JT: The 2017 IndyCar season is on the horizon. Much of the off-season talk has centred on the series aero kit ‘freeze’ this year and its intention to go to a ‘universal’ kit in 2018, a configuration that may see IndyCars generating more downforce from underneath the chassis. The move to make downforce from below is intended to reduce turbulence for following cars. What are your thoughts on these moves?
SJ: Well, moving to the kit for 2018, even if you try to make downforce from under the car instead of from the top I don’t think it will completely eliminate the problem. You might improve things a bit but you’re still going to have a high downforce configuration. Whatever the ratio is between aero and mechanical grip, you’re going to have a problem if the aero portion is greater than the mechanical no matter what.
Right now, the dependence on aero with an IndyCar is probably 80 percent or more. The cars have a crazy amount of grip. If they got rid of a lot of the aero appendages that are all over the cars and cleaned them up it would be a big improvement.

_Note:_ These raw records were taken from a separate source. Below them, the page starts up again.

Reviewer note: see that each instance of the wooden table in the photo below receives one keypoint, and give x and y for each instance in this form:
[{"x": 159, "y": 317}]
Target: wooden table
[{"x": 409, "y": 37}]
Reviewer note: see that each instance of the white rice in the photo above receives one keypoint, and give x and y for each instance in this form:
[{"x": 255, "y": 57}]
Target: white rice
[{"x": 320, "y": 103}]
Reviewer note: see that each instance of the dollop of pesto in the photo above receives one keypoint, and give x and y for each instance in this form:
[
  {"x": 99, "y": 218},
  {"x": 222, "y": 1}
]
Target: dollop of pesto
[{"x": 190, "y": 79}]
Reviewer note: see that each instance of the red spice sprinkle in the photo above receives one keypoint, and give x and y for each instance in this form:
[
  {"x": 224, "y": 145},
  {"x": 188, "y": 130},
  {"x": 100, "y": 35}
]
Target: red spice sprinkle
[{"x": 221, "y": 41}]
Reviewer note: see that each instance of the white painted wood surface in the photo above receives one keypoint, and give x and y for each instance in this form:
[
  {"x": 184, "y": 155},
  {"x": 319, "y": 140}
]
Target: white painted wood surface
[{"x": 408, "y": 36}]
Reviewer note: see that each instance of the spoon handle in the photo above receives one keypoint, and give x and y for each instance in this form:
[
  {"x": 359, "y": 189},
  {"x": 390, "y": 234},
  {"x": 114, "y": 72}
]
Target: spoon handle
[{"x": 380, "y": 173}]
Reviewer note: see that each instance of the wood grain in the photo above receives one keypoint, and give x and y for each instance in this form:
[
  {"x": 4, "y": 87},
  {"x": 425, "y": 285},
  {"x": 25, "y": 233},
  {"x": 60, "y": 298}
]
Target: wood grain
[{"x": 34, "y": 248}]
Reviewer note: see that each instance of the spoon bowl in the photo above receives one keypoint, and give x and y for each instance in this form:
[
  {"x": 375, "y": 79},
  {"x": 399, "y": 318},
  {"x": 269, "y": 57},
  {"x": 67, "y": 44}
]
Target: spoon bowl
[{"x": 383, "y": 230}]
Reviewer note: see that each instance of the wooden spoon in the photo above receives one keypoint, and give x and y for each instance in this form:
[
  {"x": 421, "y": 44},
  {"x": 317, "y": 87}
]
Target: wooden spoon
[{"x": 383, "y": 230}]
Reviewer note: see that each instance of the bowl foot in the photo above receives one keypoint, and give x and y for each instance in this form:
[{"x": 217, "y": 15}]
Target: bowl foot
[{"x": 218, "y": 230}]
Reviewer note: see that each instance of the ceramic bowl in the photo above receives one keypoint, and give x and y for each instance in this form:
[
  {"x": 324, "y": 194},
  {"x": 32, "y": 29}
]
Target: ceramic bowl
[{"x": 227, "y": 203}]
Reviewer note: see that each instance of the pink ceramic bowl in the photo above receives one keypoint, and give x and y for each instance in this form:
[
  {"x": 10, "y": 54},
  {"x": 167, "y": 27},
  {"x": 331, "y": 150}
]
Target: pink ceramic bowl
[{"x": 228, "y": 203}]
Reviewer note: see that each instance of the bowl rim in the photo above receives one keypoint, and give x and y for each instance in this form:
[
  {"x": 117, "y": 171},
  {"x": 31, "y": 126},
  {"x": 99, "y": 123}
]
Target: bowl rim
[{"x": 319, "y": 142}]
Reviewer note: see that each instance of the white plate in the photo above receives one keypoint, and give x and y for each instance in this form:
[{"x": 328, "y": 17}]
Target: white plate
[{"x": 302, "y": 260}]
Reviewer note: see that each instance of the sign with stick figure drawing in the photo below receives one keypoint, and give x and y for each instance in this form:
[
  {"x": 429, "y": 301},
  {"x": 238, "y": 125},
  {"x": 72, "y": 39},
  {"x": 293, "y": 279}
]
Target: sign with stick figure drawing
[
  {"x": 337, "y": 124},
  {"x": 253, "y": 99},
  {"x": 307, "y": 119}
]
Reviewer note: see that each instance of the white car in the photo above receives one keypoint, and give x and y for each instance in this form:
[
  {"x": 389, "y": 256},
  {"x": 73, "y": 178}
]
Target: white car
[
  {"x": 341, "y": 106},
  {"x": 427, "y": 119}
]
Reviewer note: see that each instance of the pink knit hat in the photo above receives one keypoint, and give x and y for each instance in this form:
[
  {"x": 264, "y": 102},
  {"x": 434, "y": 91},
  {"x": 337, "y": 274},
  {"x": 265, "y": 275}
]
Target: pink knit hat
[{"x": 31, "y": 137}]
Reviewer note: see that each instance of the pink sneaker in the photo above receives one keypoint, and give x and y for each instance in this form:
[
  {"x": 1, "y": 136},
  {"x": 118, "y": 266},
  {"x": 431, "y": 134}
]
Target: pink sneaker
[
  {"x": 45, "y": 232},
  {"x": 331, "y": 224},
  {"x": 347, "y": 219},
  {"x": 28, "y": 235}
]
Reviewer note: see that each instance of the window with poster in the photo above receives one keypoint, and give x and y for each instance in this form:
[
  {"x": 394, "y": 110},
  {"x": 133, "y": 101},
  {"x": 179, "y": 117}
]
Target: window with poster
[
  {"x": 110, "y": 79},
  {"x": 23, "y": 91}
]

I think the best, and only way, to solve this problem for any type of open wheel car is to drastically reduce the downforce and rely more on mechanical grip and more horsepower to get the lap-times to the same levels we have now. This would put the emphasis back on the drivers and car control which is key in my opinion.
It’s the same as in F1. Why spend all of this money on aerodynamics when you can have the tyre companies give you the grip and engine manufacturers make the engines more powerful? They are both very easy things to do, and at virtually no development cost to the teams or certainly nothing close to what they are spending on their aero programs at the moment. If you had multiple tyre suppliers they would duke it out and spend as they used to, to develop better tyres. The lap times would drop by four to five seconds almost immediately and probably a lot more with time. That would at least have some level of benefit for street tyres too as some of the technology is eventually applied to their consumer products. Aerodynamic downforce is about as useful as an ashtray on a motorcycle for anything else but making a race car go faster.